One such storage device records information as multiplexed interference patterns in different common volumes within holographic media, from which the patterns can be independently retrieved. Page-oriented recording and retrieval improves the data transfer rate.
In holographic storage a single monochromatic, coherent beam of light is preprocessed and passed through a spatial light modulator which is controlled by a sequence of digital data arrays. The modulator is in the form of a 2-Dimensional array of pixels each of which has a particular level of brightness. The level of brightness, q, at a given pixel location represents log2 q bits. The modulated, light beam exiting the spatial light modulator carries the information of the multilevel data array as multilevel symbols.
In Fourier hologram recording geometry, the signal light is the Fourier transform of the light exiting the spatial light modulator. This Fourier transform represents the spatial frequency content of the multilevel data array on the spatial light modulator. A lens is interposed between the spatial light modulator and the recording medium to obtain the Fourier transform of the light.
This resulting signal beam is interfered with a coherent reference beam at or near the recording plane. The resulting interference pattern has bright bands where the signal and the reference wavefronts constructively interfere with and enhance one another, and dark bands where the wavefronts destructively interfere and cancel each other out.
The interference pattern is then recorded as a 3-Dimensional hologram in a holographic recording medium, as variations of the index of refraction of the medium. The pattern of the resultant refraction index change has a half period shift with respect to the interference pattern.
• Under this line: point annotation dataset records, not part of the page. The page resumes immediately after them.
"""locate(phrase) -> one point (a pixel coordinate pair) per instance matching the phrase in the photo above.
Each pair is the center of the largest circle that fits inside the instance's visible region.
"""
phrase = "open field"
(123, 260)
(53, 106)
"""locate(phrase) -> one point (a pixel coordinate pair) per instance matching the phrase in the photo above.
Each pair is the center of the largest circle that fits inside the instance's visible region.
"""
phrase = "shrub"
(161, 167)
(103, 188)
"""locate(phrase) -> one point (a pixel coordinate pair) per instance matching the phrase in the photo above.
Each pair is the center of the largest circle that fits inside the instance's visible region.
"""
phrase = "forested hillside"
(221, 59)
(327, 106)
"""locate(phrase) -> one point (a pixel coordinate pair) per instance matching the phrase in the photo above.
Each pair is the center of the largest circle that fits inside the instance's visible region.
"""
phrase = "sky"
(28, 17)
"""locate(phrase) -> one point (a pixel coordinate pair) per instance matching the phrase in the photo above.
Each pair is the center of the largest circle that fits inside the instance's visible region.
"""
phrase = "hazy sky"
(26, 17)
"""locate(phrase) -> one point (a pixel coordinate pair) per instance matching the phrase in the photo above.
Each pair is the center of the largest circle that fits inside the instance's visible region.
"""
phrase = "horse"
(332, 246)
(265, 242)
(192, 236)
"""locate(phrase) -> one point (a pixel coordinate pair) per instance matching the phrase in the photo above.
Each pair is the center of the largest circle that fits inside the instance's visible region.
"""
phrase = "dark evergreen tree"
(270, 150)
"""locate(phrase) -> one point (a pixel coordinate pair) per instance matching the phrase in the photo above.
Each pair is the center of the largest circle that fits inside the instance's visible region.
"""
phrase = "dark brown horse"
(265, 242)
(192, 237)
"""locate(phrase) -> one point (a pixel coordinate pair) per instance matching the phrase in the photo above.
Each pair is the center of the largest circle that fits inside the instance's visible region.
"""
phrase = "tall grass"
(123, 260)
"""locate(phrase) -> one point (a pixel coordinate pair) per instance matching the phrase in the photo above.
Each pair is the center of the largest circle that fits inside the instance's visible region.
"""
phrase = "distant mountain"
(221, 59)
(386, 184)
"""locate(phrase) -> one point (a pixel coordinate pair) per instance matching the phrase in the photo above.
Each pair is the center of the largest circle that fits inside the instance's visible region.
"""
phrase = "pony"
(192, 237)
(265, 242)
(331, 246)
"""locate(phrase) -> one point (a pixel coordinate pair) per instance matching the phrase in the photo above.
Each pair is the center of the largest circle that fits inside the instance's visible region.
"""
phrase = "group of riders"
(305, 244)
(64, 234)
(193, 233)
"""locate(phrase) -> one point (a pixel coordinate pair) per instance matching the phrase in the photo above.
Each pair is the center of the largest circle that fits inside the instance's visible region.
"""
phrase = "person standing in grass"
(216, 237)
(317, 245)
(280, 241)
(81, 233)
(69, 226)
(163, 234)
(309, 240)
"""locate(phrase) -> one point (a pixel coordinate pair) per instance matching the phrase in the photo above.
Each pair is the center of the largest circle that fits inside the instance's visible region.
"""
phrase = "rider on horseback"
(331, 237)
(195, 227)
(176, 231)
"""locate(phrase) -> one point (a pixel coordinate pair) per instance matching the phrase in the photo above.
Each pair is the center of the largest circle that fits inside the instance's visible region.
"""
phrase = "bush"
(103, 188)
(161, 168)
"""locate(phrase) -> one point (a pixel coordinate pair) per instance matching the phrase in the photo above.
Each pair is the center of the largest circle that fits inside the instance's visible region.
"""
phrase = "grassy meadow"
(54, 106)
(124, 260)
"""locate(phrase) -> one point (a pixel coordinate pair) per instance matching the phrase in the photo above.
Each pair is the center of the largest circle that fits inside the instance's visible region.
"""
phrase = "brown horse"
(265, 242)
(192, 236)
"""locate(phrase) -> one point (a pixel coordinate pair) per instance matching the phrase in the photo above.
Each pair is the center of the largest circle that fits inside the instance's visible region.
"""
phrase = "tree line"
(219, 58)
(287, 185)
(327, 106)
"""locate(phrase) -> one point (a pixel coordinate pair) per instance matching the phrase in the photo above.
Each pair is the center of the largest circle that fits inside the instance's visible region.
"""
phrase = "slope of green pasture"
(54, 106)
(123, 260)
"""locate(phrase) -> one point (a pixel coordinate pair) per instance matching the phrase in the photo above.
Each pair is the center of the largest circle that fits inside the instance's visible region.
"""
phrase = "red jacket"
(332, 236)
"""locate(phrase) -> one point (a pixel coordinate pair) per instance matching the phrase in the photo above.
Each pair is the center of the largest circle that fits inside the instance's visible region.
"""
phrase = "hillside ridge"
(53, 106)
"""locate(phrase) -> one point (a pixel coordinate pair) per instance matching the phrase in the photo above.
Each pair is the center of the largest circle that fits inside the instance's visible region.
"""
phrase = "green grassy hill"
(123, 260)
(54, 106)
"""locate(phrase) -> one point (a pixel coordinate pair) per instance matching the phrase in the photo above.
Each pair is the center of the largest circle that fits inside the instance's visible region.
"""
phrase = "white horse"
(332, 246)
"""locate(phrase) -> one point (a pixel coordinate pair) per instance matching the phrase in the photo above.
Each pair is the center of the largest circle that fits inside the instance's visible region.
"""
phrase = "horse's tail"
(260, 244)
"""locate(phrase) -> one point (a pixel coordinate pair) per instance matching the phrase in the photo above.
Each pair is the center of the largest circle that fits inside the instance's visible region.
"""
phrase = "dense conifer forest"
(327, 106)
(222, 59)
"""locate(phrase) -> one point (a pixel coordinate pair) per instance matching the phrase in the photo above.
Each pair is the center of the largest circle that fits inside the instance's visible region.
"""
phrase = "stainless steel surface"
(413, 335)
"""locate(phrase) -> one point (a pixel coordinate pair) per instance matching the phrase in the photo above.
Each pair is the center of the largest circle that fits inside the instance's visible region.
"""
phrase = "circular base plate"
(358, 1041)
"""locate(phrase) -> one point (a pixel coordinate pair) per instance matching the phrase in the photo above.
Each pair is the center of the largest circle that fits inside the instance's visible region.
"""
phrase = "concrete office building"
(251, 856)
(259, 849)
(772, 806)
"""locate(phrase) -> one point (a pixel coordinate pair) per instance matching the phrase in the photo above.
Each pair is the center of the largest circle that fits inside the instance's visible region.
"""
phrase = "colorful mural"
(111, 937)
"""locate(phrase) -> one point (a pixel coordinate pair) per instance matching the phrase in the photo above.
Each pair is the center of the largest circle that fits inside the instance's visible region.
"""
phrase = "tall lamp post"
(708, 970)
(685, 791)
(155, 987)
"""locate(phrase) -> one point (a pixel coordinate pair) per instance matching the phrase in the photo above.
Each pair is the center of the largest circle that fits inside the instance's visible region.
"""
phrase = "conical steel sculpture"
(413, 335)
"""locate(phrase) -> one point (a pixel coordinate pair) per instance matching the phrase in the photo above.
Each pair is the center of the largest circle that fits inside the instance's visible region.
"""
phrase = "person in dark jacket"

Since the holographic medium has finite dynamic range of index of refraction, the brighter the interference pattern is, the greater the refraction index will change, and the less index change range will be left. If the input multilevel symbols are not distributed evenly in the data array, the interference pattern will have peaks which will saturate the recording medium. In this event the interference process acts like a nonlinear filter which makes the recording and reconstruction not a true reproduction of the original input multilevel data array.
The multilevel image pages are reconstructed by illuminating the recorded hologram with the original reference beam and detecting the readout with a matched 2-Dimensional array of photo-detectors, such as charge coupled devices. The multilevel data array can then be retrieved from the detected image, and the original data array can be decoded from the data array.
Holographic storage records the modulation depth of the interference between the reference and the signal beams. The modulation depth is determined by the relative ratio between the two beams. Therefore, wide variations in the ratio between signal beam and the reference beam during the recording will result in wide variations in the intensity of the reconstructed image.